Wednesday, October 20, 2010

Memory Tuning - How OS Page Sizes Can Impact Oracle Performance

Theory

Modern operating systems provide each process it's own virtual address space that is potentially larger than physical memory. It does this by mapping the virtual addresses onto actual physical memory pages. The following diagram shows how large virtual address spaces are mapped onto small physical memory. 

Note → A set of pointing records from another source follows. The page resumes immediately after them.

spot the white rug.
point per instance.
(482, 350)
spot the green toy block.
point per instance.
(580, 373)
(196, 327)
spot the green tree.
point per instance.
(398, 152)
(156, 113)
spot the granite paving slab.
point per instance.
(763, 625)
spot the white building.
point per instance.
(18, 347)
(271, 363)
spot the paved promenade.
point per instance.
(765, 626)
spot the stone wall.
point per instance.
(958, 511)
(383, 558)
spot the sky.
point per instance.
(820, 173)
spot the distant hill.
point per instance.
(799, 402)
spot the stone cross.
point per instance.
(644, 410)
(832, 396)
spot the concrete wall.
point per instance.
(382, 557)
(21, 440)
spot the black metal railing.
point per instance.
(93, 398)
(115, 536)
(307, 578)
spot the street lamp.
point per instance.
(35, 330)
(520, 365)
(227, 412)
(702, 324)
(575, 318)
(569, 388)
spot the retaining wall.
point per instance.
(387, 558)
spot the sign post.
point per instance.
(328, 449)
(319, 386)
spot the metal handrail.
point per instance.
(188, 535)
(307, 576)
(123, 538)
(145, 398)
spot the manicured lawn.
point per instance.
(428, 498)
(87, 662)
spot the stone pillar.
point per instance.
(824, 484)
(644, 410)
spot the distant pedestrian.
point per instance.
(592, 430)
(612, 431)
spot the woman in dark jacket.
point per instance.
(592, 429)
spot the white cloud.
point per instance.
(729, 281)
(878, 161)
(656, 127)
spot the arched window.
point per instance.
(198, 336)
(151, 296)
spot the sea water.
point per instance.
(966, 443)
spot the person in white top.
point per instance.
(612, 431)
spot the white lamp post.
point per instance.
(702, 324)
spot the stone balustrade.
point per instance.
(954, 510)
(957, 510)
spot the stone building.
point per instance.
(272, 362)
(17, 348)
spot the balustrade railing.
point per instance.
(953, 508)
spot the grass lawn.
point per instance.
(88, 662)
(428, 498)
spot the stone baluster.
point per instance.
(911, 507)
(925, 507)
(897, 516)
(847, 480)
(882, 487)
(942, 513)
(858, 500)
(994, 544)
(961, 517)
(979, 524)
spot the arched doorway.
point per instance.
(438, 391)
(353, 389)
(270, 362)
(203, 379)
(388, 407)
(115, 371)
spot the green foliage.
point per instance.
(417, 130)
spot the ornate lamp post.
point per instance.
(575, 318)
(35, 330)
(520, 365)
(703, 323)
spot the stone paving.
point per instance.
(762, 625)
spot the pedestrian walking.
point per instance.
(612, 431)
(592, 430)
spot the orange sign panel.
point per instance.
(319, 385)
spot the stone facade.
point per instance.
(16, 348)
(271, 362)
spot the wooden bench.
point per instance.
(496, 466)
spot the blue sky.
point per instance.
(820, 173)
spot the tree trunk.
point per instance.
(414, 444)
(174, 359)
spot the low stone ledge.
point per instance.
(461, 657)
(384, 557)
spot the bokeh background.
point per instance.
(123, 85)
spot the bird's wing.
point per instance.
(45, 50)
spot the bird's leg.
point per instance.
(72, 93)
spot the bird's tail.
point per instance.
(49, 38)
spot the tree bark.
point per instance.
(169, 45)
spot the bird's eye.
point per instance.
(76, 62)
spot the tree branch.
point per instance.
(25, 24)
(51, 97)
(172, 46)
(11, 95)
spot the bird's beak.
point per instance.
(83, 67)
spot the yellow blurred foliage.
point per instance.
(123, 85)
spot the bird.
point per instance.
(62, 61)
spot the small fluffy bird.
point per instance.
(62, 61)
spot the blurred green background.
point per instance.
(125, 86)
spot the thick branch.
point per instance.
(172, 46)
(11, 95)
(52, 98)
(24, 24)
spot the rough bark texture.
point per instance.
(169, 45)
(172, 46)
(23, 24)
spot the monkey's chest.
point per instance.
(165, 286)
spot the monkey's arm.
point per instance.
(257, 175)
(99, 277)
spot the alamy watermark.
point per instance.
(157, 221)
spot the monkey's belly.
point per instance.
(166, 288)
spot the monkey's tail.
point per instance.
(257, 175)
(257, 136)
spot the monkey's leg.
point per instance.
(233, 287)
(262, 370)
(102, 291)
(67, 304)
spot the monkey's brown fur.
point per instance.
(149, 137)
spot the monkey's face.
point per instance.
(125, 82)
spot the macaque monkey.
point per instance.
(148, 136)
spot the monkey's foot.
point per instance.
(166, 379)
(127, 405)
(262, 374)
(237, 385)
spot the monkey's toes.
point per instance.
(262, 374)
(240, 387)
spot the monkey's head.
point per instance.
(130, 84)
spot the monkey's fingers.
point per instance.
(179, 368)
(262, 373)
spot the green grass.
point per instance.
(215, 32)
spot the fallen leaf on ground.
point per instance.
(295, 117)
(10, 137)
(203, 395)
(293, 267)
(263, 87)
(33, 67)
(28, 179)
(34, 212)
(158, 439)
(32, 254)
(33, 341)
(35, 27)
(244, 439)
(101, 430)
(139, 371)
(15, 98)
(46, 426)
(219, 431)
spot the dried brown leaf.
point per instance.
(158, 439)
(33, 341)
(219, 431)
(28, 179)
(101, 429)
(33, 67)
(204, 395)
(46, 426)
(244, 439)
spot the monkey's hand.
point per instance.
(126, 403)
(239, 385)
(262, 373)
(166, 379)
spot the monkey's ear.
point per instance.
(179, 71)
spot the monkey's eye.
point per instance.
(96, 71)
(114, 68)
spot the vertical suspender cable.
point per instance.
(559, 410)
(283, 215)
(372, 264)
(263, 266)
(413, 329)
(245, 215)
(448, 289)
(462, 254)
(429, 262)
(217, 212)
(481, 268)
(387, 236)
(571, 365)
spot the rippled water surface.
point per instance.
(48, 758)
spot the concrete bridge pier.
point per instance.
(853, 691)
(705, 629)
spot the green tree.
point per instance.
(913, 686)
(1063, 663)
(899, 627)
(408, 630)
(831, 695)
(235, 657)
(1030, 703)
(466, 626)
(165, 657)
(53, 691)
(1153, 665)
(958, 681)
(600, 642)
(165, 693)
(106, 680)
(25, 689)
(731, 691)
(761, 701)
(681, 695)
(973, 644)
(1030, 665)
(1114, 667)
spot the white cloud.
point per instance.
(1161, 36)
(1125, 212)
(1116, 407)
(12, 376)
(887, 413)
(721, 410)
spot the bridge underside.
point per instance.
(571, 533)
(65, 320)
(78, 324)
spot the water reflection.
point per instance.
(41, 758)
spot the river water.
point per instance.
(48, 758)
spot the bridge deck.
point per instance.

The virtual to physical relationship is maintained in mapping tables. Linux maintains a separate map for each process. The map contains one entry for each page where the size of the page is set by the operating system.  The CPU attempts to speed up the mapping of virtual memory to physical addresses by caching a subset of the mapping entries in its internal cache.  Modern large memory systems and the resulting large processes have increased the size of memory mapping tables faster than the cpu cache sizes have increased. The processor cache is usually very small with only maybe 100 entries in may processors. This mismatch causes faults that can have significant performance implications.

System Analysis

Linux uses physical memory to maintain the process memory mapping tables and swaps those mapping tables in and out of the processor cache on context switches and on memory page table faults. This physical memory is unavailable for other uses essentially reducing the amount of memory available to the rest of the system.  The amount of memory used for page tables is the sum of all the virtual process sizes / the page table size multiplied by the size of a page table entry.  So a system with a 20GB Oracle SGA uses 50MB of physical memory for page tables just for the SGA:
  • 20GB Process Size / 4K page size * 10 = 50Megabytes. (5 million entries)
Every connection to an Oracle database runs in its own process that has direct access to the Oracle DB through shared memory.  This doesn't seem too bad until you consider that page tables for the entire shared memory space are duplicated across each process.  So a 20GB Oracle process with 200 database connections would 5GB for the page tables just for the SGA portion of each process:
  • 20GB Process Size/ 4K page size * 10 entry size * 200 connections = 10GB.  (1 Billion page table entries)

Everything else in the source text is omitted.